For the seven years until the Cahoon sisters' death in 1917, they enjoyed the companionship of their friends. The house was called Capoba Lodge which was created by taking the first two letters from each of their last names (Cahoon, Pope and Bailey). In her book, "Looking Backward," Ida Cahoon referenced Capoba Lodge two times, describing the wonderful picnics in the country her Saturday Club enjoyed at the lodge.
In 1919 when the Cahoon Will was probated, the Cahoon farmland totaled 115 acres and Wolf Road did not exist. The Cahoons' south acreage was purchased from the Village of Bay by the Board of Education and Parkview School was built in 1922.
A sidewalk was laid from the Interurban Stop #24 to the front door of the school for the children when they stepped off the trolley. This walkway, with trees bordering both sides, is still here today. When Wolf Road was laid out in 1926, the house at 459 Cahoon Road became the northeast corner of Cahoon and Wolf Roads.
Mrs. Pope and Mrs. Bailey became the first librarians of the Dover-By-The-Lake Library located in the Rose Hill homestead house. In 1922, Mayor George Morgan gave the sisters $100 to catalog the books and open a library. The stored Cahoon book collection and Mrs. Pope’s husband’s collection filled the shelves.
This satisfied the stipulations of the Cahoon Will stating that the Rose Hill homestead house become a library and museum. The Cahoon Will also stipulated that these ladies could live at Capoba Lodge until their death. The Village of Bay now had a library located near the new school for the children to use.

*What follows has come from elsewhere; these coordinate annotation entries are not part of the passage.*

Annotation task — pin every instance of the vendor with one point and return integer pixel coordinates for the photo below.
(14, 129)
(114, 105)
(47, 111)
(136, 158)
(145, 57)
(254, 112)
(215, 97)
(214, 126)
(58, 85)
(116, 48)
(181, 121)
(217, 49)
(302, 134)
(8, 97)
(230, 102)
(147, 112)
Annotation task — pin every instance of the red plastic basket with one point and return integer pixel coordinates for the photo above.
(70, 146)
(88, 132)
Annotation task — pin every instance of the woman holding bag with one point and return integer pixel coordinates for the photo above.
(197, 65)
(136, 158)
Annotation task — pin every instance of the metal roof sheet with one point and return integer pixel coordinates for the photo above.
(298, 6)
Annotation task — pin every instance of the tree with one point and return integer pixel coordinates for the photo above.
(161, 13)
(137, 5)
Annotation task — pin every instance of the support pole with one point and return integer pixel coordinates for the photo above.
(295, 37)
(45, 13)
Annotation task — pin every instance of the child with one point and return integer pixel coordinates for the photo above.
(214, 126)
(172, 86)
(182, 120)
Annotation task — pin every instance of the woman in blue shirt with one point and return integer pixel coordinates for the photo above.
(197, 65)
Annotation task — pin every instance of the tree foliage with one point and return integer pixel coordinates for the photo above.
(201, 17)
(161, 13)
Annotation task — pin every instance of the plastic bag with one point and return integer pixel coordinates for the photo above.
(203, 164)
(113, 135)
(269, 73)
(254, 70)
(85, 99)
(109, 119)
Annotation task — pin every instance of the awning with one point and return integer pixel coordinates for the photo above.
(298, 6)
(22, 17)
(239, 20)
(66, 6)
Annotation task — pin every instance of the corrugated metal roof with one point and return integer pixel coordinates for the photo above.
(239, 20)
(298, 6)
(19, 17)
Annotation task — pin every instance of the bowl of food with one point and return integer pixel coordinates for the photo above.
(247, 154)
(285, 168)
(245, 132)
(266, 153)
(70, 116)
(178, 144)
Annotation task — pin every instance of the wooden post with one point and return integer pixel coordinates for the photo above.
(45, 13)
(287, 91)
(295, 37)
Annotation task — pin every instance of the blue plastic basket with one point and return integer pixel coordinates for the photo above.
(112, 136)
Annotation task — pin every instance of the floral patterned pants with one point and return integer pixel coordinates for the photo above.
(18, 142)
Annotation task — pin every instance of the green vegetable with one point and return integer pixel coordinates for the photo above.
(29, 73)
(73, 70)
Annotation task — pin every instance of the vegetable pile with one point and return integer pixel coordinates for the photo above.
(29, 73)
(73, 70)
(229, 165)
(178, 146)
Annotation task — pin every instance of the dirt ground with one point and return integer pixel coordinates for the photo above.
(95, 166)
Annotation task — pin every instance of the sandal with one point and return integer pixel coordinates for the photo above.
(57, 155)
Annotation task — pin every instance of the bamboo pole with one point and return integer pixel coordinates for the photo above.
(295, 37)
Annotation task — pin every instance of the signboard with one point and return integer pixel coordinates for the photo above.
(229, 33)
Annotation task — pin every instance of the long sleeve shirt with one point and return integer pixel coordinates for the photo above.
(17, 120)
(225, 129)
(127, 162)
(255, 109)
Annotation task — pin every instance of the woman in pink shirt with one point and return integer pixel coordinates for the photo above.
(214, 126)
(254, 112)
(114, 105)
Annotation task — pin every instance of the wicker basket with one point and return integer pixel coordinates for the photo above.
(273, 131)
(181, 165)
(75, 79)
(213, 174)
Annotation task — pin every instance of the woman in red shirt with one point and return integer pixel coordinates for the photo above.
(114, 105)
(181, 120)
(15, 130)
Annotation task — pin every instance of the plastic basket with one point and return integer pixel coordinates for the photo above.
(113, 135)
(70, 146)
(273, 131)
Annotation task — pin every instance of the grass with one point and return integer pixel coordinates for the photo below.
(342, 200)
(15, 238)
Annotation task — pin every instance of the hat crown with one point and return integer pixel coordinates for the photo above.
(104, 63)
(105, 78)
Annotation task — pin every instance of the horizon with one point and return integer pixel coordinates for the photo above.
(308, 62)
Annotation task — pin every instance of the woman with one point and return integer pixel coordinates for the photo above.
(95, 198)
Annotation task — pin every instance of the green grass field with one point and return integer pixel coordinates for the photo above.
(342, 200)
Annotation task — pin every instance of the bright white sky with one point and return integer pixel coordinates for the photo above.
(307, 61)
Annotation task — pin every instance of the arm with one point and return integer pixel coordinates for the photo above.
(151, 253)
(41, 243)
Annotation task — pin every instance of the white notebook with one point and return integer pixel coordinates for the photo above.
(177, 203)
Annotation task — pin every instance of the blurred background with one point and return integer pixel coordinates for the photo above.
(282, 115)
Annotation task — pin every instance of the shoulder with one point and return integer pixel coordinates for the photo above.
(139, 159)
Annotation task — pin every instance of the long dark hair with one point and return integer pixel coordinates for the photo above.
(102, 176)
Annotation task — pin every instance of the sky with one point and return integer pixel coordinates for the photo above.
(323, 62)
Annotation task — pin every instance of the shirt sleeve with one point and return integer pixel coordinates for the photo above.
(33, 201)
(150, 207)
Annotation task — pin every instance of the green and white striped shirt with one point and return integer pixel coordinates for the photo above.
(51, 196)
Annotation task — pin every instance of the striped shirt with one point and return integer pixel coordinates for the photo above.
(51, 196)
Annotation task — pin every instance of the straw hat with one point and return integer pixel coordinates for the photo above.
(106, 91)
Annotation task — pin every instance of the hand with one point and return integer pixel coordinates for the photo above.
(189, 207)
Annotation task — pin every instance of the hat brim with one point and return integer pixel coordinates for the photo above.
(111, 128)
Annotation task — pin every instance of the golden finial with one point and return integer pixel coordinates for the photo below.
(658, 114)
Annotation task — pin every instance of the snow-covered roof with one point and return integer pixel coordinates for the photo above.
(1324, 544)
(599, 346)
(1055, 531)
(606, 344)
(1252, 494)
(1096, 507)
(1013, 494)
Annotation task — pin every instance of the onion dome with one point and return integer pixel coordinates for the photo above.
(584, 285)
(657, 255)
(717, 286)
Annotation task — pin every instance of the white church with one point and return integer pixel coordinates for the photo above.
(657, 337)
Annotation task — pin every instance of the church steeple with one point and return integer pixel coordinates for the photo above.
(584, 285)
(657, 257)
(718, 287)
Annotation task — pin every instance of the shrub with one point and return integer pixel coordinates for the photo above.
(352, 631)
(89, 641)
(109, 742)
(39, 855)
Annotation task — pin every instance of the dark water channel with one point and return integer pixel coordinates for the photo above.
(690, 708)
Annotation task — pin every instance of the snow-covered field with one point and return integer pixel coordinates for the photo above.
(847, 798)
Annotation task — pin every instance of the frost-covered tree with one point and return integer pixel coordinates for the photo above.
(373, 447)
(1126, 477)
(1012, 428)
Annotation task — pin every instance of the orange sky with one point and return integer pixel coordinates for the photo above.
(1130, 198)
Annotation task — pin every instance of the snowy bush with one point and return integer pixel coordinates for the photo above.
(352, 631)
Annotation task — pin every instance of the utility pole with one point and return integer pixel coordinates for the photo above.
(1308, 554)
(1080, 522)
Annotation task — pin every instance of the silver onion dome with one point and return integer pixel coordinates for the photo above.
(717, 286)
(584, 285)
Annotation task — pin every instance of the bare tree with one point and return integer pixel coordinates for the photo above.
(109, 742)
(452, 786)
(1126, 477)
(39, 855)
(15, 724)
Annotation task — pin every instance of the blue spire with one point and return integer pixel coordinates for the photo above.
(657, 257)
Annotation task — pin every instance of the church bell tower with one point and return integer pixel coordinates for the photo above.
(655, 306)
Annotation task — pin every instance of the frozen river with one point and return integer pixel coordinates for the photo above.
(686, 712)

Sadly, several years later Mrs. Pope was killed by a car on Lake Road walking home from a Methodist Church service. Mrs. Bailey remarried and moved to California to be near her daughter. Their house then became part of the rental properties left by the family to generate income for the upkeep of the park.
Julia Osborn Scott was a librarian at Dover Bay Library in the 1930s. The library then became part of the Cuyahoga County Library system. By 1960, the library had grown too large for the house and a new one was built at Wolf and Dover Center Roads. Today, the library is located on Cahoon Road on property once owned by Samuel Osborn and the Board of Education.
In 1973, the city designated monies be given for the restoration of the Rose Hill homestead house into a working museum in accordance with the Cahoon Will. It opened as Rose Hill Museum under the direction of the Bay Village Historical Society for the Christmas season in 1975. The Cahoon Barn was remodeled into a community center in 1936 as a Works Progress Administration (WPA) project. These three buildings along with the 1814 Osborn House are part of the designated historical area in Cahoon Memorial Park today.
Carole Roske is President of the Bay Village Historical Society.